Keller: irony of objective rights in an accidental world

To use a simple example, it is often argues that corporal punishment violates the rights and human dignity of a child, and therefore should be illegal.  Smith [The Disenchantment of Secular Discourse] that there is no secular, scientific basis for the idea of human dignity, or that human beings are valuable and inviolable.
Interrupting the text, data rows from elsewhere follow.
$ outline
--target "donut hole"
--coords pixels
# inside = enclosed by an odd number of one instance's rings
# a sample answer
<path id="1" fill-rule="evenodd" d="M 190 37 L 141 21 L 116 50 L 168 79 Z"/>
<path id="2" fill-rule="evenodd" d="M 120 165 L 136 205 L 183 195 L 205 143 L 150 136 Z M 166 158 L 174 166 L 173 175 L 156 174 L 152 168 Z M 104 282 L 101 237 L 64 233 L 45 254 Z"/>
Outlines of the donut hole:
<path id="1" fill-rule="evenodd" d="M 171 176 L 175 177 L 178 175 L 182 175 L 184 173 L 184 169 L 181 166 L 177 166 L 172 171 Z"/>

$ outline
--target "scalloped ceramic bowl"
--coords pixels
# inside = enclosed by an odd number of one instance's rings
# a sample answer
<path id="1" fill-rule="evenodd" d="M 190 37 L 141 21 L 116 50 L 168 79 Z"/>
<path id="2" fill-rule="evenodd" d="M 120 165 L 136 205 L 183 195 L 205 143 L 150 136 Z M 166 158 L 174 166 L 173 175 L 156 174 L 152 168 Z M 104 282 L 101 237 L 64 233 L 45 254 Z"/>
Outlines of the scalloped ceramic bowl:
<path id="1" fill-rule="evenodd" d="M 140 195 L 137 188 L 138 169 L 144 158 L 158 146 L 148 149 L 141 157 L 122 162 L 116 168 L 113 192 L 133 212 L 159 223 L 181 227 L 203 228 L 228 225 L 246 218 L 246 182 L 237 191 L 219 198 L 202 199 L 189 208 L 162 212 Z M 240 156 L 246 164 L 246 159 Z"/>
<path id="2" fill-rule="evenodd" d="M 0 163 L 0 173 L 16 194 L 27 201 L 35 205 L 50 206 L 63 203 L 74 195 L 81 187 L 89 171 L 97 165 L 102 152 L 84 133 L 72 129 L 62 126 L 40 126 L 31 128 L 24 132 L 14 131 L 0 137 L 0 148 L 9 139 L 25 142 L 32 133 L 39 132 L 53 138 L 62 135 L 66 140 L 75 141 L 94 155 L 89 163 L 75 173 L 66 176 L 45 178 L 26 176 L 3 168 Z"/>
Historian Carl L. Becker famously said that, from a strictly scientific viewpoint, human beings must be viewed as "little more than a chance deposit on the surface of the world, carelessly thrown up between two ice ages by the same forces that rust iron and ripen corn."  Scientist Stephen Hawking agrees that " the human race is just chemical scum on a moderate size planet" and most recently Harvard psychologist Stephen Pinker wrote an essay entitled "The Stupidity of Dignity". The prominent philosopher John Gray, who teaches at the London School of Economics, writes in his book Straw Dogs: Thoughts on Humans and other Animals of the self-deception of those who embrace science and still hold to the tenets of liberal humanism, such as belief in human dignity and rights.

So, concluded Smith, to say that corporal punishment violates a child's dignity and rights seems more objective than to say "I think corporal punishment of children is morally offensive", but the latter statement is a more frank expression of how you reached your conclusion.